Though I have inherited my verbosity and nervous energy from my mother, in every other way I am the product of my father. From him came my pragmatics, a roll with the punches attitude, and a belief that the world, though broken, is still beautiful.

My father is a man who knows how to fight but never has sought it out and though he has had days of quiet desperation, he thinks it is unseemly to ever stay in that place. He has never sought an inflated sense of self-importance and has always put the welfare of others before his own gain even if with this came a belief that others must do everything in their power to support themselves. He is an avid follower of religion and history, though for him his own spirituality and the personal stories that exist among friends and family mean more than big ideas and so-called great movements.

My mother is a creature of external love. My father’s love has always been more internal as protection and provision marked his external character. Indeed most of the stories I recount of him involves these things….the drive through the Carolina highlands on a foggy morning, getting my sister and I through the rising Panamanian tide, and his guidance through forests, jungles, coastlines, urban corridors, and mountains.

I don’t think many people know how poetic he could be. He once wrote music and was an avid writer of letters. He was never one to shed tears, but late at night after everyone was in bed, he would sit alone in near darkness lost in thought.

He grew up in crushing poverty, joined the service, fought a war, weathered crisis too personal to mention here, and eventually settled down to an existence marked by hard blue collar work and tending to a small plot of land.
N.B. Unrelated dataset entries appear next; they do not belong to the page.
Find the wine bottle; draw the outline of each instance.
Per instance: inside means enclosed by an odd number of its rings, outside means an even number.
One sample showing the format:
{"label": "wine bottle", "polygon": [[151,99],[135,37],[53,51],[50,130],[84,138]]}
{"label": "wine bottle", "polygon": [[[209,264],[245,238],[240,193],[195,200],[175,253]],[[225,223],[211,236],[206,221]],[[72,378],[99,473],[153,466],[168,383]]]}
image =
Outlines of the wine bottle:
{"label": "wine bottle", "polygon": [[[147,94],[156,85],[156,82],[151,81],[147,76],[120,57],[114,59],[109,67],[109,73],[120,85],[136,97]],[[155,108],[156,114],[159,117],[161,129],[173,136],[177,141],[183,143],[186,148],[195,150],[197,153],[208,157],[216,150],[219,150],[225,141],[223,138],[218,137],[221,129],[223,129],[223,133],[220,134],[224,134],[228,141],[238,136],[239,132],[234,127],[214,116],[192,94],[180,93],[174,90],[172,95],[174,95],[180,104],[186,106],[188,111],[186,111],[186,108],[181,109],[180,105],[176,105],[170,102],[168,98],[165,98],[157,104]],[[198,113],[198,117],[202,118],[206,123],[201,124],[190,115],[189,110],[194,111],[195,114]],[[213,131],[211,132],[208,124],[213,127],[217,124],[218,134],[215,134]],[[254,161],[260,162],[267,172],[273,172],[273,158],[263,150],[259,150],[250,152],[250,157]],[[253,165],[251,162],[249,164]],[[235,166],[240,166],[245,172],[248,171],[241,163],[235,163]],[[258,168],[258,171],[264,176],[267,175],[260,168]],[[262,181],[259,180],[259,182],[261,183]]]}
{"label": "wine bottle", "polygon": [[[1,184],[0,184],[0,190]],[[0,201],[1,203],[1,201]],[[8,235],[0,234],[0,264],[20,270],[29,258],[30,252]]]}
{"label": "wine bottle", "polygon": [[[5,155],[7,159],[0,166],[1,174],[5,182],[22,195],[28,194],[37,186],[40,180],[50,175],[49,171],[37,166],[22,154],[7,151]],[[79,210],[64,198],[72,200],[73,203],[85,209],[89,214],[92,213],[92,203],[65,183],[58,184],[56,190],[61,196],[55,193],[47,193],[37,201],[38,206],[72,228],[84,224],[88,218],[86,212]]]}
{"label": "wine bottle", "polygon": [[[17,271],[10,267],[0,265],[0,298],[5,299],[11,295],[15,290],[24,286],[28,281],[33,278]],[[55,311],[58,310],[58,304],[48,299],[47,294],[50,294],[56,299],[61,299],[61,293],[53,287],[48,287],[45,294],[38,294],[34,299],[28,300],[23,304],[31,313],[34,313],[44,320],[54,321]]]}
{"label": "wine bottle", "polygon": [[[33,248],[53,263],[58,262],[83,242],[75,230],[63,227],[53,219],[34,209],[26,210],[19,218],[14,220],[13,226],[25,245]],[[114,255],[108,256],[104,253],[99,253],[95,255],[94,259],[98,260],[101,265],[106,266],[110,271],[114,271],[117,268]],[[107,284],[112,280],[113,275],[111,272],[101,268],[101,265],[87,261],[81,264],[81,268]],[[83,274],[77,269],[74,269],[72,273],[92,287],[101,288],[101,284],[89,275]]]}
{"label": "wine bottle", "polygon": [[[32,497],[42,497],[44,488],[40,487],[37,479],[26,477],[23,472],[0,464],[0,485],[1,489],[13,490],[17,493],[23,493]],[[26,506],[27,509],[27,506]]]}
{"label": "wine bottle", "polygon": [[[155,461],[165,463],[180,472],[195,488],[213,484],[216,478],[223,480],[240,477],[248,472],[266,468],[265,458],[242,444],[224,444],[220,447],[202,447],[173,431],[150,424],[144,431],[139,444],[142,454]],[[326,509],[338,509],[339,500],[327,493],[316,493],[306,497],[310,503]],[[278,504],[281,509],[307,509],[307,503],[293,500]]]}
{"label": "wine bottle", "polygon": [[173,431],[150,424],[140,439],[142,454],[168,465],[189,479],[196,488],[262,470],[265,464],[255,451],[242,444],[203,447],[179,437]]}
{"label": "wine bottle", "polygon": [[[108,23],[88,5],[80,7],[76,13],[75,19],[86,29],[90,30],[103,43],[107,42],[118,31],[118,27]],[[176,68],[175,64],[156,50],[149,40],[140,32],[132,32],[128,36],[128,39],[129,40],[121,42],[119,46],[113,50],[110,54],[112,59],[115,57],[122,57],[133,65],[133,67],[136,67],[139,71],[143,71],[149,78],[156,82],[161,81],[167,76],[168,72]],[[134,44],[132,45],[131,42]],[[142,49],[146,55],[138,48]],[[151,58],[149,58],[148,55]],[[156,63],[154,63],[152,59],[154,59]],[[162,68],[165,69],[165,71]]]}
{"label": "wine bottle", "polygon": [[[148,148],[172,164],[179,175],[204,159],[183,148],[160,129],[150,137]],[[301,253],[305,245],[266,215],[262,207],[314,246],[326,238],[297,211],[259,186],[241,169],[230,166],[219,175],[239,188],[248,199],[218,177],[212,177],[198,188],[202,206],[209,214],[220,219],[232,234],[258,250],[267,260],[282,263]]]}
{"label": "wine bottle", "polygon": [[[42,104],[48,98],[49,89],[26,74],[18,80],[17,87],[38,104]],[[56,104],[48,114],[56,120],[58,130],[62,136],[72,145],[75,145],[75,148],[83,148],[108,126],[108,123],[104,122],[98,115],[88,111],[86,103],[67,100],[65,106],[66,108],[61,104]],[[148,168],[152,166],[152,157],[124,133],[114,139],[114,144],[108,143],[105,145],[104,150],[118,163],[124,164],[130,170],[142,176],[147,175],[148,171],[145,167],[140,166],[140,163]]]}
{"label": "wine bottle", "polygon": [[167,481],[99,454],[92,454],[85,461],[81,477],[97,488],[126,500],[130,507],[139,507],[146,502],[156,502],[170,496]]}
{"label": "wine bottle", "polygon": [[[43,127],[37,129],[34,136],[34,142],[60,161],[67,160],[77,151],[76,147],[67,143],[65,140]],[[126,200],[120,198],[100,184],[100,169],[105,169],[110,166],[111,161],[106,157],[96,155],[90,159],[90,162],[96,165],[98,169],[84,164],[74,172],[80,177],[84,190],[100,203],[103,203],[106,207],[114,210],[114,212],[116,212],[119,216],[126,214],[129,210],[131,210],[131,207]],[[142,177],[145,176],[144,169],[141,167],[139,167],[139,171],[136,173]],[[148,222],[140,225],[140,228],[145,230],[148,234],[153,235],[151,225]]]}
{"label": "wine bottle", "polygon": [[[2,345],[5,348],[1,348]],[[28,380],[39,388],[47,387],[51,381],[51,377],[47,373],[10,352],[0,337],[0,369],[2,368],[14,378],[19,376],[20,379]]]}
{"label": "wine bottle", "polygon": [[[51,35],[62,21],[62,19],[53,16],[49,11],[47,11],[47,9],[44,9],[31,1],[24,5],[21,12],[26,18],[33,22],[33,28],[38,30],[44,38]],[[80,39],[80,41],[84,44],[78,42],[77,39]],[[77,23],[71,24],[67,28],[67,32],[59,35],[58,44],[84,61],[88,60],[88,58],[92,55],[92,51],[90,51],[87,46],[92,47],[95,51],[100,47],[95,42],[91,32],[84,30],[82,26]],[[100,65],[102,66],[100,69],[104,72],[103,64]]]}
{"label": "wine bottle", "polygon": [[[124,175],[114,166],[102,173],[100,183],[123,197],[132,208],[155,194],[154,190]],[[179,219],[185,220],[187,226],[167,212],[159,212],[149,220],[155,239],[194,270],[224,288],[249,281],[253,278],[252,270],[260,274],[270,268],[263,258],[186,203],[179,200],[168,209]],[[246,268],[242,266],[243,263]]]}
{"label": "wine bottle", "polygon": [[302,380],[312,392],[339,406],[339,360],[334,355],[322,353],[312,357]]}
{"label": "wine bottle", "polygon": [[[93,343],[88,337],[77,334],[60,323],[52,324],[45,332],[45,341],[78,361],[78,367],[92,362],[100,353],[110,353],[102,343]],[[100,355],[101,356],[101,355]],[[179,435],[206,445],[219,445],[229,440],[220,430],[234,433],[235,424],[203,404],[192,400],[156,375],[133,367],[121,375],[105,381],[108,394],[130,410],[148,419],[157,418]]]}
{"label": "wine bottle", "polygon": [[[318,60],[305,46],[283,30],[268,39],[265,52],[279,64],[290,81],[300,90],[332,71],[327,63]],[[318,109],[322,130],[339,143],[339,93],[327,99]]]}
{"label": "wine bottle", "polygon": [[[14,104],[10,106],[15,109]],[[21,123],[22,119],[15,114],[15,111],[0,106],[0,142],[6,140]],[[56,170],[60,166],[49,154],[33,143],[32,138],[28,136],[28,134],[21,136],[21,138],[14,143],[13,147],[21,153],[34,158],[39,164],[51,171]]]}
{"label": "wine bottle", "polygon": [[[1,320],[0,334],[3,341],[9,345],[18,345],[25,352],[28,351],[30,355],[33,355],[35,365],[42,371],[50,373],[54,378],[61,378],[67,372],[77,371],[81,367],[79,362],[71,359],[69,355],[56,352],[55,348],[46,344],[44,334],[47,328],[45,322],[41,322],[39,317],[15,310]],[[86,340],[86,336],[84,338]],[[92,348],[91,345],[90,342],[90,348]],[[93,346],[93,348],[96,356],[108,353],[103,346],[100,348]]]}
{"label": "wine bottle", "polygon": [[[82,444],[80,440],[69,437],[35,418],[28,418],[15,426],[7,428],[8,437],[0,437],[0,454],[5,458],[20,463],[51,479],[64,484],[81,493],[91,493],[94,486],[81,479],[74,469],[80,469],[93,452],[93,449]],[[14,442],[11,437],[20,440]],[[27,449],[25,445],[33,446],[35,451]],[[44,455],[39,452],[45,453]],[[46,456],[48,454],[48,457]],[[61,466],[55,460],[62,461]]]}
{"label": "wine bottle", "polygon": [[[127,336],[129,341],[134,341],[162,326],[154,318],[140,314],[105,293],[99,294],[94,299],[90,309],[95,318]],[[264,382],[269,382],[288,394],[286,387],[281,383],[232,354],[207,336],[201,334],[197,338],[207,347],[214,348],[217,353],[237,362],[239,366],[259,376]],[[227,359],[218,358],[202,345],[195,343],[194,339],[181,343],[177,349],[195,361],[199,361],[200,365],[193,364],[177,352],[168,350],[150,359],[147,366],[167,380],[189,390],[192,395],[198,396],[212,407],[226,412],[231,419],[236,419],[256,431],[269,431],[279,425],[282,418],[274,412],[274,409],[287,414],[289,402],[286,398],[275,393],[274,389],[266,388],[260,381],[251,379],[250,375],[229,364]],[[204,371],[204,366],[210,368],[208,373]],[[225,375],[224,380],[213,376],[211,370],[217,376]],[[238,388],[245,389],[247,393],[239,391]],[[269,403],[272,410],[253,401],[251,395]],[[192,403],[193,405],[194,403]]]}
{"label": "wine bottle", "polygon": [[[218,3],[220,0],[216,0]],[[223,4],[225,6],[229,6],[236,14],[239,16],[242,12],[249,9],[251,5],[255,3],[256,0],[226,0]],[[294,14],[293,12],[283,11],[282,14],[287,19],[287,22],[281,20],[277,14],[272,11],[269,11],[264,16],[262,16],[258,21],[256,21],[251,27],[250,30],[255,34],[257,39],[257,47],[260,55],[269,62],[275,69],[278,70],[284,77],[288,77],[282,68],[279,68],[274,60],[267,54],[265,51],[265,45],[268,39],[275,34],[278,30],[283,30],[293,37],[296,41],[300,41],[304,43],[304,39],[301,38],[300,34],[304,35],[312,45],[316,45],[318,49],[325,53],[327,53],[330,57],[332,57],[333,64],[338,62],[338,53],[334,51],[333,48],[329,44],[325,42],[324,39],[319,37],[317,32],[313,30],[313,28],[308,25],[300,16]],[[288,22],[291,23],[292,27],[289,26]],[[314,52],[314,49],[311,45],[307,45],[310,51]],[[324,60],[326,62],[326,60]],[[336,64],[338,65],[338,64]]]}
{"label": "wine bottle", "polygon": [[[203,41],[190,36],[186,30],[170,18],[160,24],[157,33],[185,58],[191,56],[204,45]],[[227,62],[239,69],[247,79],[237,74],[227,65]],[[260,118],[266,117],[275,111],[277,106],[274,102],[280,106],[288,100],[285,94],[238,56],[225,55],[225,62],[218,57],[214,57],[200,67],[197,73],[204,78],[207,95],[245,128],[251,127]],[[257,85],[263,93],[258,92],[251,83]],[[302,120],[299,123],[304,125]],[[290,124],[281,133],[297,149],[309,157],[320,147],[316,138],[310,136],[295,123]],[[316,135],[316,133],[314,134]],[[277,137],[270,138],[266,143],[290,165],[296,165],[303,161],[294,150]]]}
At times he had to rely on family to help get us through, but eventually he became the one to whom others turned in times of need and he made sure my sister and I were the first generation in our family to attend university.

At 75, he has refused to slow down. And though he is quick to support the weak, he hates the idea he could ever be such a thing. I remember once driving him to the ER and his loathing that he had to rely on another person, even his son, for such a thing.

From Vietnam, I received a letter from him, apologizing for his absence from his family, but especially from his son. It is one of those few and very personal things that I have decided I should one day be burned with.

All of this and much more are things the few who read this already know. He has filled pages of thought for me and many have seen these things. What is more important though is he has filled my heart and soul even more and it would give me both the greatest and humility if I ever became a fraction of the man he is.